6.2.2 Session Fixation

Session Fixation

Session Fixation is a web app security attack where an attacker sets or fixes a user's session identifier (session token) to a known value of the attacker's choice.

Subsequently, the attacker tricks the victim into using this fixed session id to log in, granting authorized access to the victim's session.

Phase 1 - Token Acquisition

• The attacker obtains a session token issued by the target web app, this can be done in serveral ways, such as:

1. Session Prediction: predicting or guessing the session token, especially if it's predictable or lacks sufficient randomness.

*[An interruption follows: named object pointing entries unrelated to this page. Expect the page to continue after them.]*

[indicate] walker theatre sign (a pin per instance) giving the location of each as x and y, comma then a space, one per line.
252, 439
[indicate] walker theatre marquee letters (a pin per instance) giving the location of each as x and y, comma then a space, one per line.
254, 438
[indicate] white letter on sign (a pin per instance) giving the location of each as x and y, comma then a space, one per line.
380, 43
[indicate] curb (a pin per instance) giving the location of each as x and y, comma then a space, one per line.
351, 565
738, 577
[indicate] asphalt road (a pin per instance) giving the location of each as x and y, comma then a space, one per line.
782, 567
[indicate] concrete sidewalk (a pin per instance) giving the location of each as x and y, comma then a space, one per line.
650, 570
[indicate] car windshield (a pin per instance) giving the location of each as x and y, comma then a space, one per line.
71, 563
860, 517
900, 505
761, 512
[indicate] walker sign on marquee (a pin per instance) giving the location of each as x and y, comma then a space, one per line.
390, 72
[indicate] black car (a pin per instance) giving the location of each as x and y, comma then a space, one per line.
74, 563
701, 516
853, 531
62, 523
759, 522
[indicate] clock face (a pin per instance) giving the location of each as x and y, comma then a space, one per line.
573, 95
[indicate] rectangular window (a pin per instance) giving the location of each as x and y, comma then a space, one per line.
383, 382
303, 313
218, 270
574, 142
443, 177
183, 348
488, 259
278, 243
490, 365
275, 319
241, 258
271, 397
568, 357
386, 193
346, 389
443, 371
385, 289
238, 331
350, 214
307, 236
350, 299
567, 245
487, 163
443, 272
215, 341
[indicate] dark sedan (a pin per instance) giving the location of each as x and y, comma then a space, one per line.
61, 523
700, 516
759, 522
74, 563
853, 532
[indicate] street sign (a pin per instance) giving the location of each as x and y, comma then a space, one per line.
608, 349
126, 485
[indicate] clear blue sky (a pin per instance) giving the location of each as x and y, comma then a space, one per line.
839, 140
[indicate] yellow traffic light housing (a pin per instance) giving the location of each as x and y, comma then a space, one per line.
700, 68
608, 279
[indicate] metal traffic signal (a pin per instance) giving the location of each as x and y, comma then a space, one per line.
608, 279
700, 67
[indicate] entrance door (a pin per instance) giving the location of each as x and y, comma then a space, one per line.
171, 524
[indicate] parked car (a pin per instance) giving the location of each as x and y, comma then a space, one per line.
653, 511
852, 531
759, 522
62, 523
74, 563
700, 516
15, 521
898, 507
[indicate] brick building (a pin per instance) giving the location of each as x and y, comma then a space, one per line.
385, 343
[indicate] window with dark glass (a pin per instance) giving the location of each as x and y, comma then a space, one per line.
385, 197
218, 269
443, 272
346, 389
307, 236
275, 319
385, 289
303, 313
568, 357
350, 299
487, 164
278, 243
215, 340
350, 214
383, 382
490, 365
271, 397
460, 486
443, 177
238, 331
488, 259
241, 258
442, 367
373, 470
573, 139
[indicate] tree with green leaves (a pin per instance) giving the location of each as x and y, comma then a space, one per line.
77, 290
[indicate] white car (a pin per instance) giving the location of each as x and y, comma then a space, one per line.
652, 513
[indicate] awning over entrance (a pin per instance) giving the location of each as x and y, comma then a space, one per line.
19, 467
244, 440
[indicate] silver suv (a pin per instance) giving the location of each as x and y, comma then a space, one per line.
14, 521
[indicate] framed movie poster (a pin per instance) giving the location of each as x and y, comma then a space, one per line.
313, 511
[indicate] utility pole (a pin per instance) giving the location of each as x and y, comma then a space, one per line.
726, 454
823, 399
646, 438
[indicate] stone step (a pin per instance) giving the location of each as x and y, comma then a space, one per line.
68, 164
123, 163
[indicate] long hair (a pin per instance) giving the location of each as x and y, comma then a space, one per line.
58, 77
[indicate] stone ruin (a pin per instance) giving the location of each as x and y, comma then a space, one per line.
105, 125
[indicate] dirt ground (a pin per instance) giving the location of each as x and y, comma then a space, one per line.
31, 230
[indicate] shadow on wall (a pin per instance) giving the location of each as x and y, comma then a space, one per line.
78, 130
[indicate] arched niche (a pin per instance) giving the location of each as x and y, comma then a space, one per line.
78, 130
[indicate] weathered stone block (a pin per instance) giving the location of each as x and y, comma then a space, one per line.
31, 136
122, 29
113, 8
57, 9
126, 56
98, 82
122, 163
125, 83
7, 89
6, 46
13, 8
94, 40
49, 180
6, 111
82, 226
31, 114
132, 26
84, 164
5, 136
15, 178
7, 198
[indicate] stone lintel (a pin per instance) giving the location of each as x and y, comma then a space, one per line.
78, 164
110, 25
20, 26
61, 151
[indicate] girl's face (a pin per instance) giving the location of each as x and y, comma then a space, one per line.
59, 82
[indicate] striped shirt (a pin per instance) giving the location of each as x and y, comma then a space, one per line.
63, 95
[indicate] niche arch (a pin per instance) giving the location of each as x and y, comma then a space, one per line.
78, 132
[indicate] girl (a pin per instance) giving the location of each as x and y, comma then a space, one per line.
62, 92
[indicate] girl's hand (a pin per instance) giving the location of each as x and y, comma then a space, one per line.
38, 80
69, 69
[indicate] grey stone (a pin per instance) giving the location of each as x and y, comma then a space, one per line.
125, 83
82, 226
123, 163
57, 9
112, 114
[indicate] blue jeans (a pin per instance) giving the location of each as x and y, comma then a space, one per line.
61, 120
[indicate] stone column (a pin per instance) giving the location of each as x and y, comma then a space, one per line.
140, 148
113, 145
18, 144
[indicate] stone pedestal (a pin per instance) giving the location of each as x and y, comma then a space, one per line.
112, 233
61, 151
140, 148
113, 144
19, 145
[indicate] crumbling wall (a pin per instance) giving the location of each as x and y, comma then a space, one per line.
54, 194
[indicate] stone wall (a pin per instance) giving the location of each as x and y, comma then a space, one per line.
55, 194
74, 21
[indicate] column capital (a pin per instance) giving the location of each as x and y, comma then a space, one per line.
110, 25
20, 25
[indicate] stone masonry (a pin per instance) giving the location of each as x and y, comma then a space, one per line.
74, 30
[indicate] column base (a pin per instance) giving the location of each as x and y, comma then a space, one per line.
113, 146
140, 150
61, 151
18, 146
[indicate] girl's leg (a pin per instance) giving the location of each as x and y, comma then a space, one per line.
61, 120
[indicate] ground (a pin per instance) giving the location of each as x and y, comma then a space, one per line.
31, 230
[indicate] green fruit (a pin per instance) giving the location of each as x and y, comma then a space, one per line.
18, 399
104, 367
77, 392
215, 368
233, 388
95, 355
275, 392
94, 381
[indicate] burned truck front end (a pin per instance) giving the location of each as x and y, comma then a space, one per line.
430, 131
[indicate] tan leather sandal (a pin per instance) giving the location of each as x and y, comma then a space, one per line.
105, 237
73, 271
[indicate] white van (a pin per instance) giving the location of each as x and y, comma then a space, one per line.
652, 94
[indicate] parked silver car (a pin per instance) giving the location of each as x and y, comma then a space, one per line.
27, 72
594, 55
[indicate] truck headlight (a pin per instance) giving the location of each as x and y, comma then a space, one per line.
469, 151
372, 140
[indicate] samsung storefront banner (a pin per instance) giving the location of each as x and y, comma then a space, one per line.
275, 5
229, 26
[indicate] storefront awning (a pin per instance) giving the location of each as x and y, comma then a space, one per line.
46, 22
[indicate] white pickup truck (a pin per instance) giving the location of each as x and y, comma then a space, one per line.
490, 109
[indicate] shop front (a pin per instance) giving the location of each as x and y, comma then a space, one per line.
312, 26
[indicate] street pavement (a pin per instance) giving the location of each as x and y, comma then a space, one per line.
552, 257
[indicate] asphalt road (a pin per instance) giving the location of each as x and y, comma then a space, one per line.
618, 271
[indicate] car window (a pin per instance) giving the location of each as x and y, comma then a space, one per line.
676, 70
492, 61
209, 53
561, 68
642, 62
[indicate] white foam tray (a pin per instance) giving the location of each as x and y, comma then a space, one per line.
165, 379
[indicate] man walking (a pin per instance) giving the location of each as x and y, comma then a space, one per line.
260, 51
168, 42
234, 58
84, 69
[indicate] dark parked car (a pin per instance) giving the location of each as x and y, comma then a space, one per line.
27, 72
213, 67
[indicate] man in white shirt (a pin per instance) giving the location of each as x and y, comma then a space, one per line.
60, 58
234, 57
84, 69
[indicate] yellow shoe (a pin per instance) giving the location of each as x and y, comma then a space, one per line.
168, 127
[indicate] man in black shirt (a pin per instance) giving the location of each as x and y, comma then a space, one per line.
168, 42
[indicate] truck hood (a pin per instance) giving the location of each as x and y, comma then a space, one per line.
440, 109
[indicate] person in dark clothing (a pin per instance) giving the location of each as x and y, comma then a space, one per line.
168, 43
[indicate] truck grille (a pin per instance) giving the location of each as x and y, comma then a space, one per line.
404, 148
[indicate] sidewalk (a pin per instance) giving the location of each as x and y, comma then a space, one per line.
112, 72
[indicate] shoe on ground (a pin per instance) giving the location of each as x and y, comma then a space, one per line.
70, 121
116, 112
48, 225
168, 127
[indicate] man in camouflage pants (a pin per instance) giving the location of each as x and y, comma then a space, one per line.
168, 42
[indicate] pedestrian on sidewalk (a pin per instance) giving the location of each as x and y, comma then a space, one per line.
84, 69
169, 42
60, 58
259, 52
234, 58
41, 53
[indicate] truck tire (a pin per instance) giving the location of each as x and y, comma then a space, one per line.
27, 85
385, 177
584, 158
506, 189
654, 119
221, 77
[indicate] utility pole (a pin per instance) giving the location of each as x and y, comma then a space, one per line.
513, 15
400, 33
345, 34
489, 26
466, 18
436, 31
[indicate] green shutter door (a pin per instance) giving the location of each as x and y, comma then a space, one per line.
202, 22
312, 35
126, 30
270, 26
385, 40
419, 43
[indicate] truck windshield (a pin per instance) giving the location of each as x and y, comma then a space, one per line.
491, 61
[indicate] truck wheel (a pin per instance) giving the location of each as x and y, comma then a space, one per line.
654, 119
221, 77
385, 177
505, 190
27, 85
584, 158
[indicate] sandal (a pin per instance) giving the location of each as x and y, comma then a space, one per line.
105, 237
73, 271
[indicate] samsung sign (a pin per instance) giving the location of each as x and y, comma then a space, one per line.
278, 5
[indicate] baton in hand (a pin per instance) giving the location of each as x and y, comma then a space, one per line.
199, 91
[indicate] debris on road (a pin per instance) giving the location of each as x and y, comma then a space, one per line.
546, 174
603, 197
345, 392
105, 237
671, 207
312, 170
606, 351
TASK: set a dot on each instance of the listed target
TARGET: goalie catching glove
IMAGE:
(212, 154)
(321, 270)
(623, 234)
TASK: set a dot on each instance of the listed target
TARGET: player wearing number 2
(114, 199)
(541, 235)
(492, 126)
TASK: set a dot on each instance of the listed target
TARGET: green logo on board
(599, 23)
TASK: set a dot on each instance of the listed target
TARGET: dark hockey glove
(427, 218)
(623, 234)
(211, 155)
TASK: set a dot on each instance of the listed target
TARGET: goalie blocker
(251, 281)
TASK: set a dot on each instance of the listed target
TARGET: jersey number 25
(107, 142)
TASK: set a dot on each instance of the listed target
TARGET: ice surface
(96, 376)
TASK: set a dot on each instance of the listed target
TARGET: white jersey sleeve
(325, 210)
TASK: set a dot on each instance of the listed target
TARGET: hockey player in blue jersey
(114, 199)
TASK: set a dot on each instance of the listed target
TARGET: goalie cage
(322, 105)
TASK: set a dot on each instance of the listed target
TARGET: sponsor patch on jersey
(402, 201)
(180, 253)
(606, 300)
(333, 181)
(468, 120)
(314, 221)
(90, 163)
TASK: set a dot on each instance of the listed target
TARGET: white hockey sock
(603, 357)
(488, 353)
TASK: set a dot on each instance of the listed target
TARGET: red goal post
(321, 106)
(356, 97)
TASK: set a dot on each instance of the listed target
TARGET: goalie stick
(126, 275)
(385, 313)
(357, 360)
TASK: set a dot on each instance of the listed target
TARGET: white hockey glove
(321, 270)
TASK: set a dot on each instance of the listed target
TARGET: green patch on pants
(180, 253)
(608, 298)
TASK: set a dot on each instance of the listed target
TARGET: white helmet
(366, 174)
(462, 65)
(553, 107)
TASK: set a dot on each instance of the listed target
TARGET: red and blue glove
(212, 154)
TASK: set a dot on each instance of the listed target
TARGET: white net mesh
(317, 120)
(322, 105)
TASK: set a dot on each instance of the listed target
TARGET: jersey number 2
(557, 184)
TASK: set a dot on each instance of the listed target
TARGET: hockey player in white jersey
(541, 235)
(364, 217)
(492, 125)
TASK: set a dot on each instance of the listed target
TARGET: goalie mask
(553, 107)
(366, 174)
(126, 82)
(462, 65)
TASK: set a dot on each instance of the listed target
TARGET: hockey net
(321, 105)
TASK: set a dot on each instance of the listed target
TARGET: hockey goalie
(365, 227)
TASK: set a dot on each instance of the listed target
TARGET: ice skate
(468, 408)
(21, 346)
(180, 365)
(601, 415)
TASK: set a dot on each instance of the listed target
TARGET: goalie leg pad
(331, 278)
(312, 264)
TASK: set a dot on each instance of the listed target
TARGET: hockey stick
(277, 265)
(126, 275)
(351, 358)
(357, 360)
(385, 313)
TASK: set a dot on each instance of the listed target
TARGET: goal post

2. Session Sniffing: intercepting the session token as it's transmitted over an unsercured network (e.g. not HTTPS), such as an open Wi-Fi hotspot

Phase 2 - Impersonation

• When the attacker has the session token, sets or fixes the victim's session token to a known value that the attacker controls. This value could be one generated by the attacker or an existing valid session token.

• The attacker lures the victim into using the fixed session token to log in to the web app, it can be done through various means:

1. Sending the victim a link that includes the fixed session token

2. Manipulating the victim into clicking on a specifically crasfted URL

3. Social engineering tactics to convince the victim to login under specific circumstances

Phase 3 - Hijacking

• Once the victim logs in the fixed session token, the attacker can now hijack the victim's session. The web app recognizes the attacker as the legitimate user since the session token matches what is expected

Impact

• Data Theft: access and steal the victim's sensitive data, such as personal info, financial details or confidential documents.

• Account Takeover: change the victim's account setting, passwords, or email address, locking the victim out of their account.

• Malicious Transactions: conduct unauthorized transactions, make purchases, or manipulate the victim's data.